Rizzo filed a complaint Monday with the Illinois Department of Professional Regulation against Maio, a board member from Itasca. Rizzo contends Maio is trying to take over the Bureau of Special Investigation, the agency Rizzo ran with his partner, Art LeTourneau, for nearly 30 years.

In the three-page complaint, Rizzo alleges that Maio falsified claims that he worked full time for the Bureau of Special Investigation for three years before applying for a private detective license. The state department requires applicants for a private detective license to have worked three of the last five years for a licensed private detective agency.

“Mr. Maio has never been employed for even one hour by this or any other licensed detective agency,” Rizzo stated in the complaint. “No one from the Bureau of Special Investigation has ever notified the State of Illinois that Mr.

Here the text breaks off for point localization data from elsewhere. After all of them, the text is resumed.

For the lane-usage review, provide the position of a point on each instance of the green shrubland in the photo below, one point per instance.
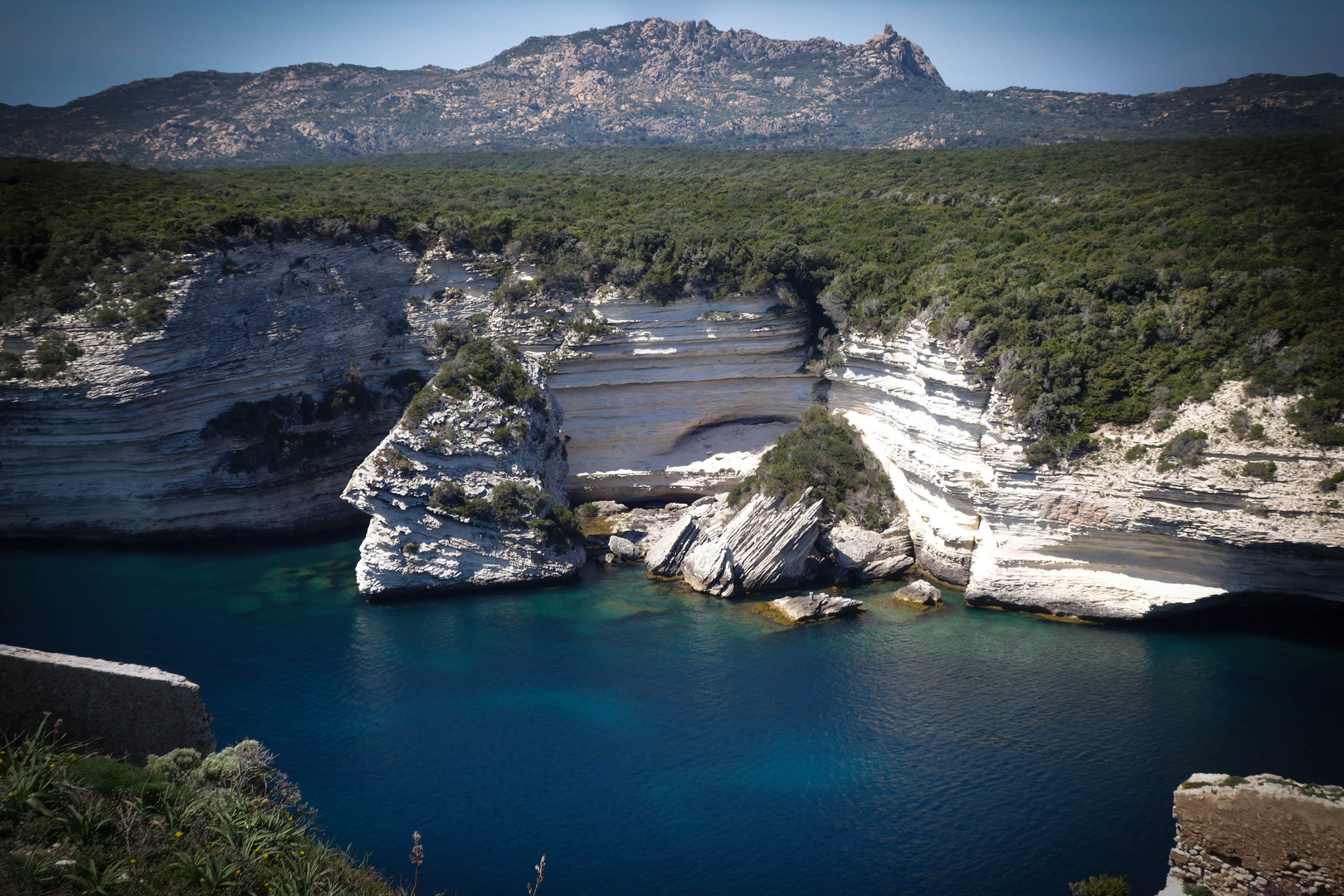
(186, 824)
(1092, 282)
(827, 455)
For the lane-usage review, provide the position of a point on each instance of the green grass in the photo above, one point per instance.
(184, 825)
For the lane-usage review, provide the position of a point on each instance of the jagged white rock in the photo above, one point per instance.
(117, 444)
(709, 567)
(1099, 538)
(414, 547)
(812, 607)
(772, 546)
(862, 553)
(919, 592)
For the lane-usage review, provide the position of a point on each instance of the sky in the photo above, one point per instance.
(52, 51)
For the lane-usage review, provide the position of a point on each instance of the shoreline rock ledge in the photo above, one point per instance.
(1257, 835)
(468, 489)
(726, 553)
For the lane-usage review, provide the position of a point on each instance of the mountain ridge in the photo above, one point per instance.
(648, 82)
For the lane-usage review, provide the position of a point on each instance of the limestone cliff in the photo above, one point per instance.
(644, 84)
(1101, 536)
(275, 371)
(682, 398)
(468, 489)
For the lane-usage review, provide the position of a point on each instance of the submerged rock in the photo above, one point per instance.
(468, 489)
(921, 592)
(813, 607)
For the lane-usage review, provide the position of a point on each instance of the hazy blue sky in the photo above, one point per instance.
(56, 50)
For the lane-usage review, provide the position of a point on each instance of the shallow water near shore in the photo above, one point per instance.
(654, 740)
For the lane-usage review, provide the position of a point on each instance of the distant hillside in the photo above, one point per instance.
(650, 82)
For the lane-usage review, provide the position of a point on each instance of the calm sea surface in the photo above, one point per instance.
(652, 740)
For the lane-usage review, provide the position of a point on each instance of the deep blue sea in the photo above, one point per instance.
(652, 740)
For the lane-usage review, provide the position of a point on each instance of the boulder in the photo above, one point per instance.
(773, 546)
(710, 568)
(813, 607)
(624, 548)
(670, 551)
(921, 592)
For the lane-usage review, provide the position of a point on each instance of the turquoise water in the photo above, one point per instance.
(652, 740)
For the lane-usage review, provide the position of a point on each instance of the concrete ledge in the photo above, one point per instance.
(124, 709)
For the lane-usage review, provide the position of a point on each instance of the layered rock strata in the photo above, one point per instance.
(815, 607)
(121, 709)
(273, 377)
(682, 398)
(1101, 538)
(464, 492)
(1257, 835)
(724, 553)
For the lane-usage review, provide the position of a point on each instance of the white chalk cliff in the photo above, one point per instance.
(275, 375)
(684, 397)
(1099, 538)
(418, 483)
(119, 444)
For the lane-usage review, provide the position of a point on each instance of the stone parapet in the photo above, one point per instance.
(119, 709)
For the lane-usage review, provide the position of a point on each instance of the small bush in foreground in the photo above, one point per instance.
(1099, 885)
(184, 825)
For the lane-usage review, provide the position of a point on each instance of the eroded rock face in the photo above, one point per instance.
(420, 485)
(682, 398)
(268, 384)
(1238, 835)
(813, 607)
(860, 553)
(1103, 538)
(710, 567)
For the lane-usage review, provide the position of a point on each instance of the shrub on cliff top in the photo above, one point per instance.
(488, 366)
(1099, 885)
(184, 825)
(827, 455)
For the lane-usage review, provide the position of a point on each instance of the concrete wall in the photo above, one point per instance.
(1235, 835)
(124, 709)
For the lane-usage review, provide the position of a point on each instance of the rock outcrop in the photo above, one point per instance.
(815, 607)
(919, 592)
(121, 709)
(683, 398)
(862, 553)
(1257, 835)
(468, 489)
(277, 370)
(761, 547)
(643, 84)
(1108, 536)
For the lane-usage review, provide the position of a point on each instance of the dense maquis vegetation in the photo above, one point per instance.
(824, 455)
(73, 822)
(1101, 282)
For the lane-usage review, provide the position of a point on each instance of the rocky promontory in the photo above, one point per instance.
(468, 489)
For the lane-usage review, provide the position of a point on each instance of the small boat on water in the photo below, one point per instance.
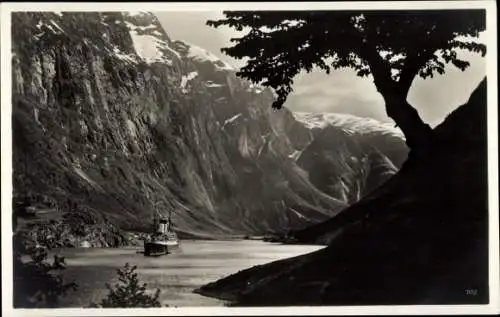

Maio was qualified to take the detective examination. All documents to the State of Illinois qualifying Mr. Maio to take the examination were fictitiously created by Mr. Maio.”

Maio disputed the contention Monday.

“I’ve met with my lawyer,” Maio said. “We have a strategy to work out. It’s my intention to cooperate fully with the Department of Professional Regulation.”

When asked whether he can prove he worked for the agency, Maio said: “I think I can produce what I need to produce to satisfy the Department of Professional Regulation. I think Ernie Rizzo doesn’t have a clue what I have.”

The imbroglio began last fall, after LeTourneau died. About one week later, an attorney claiming to represent the Bureau of Special Investigation asked the state agency to allow Maio to temporarily operate the firm.

About the same time, Rizzo notified the agency with the same intention, except that Rizzo was planning to permanently take over the agency.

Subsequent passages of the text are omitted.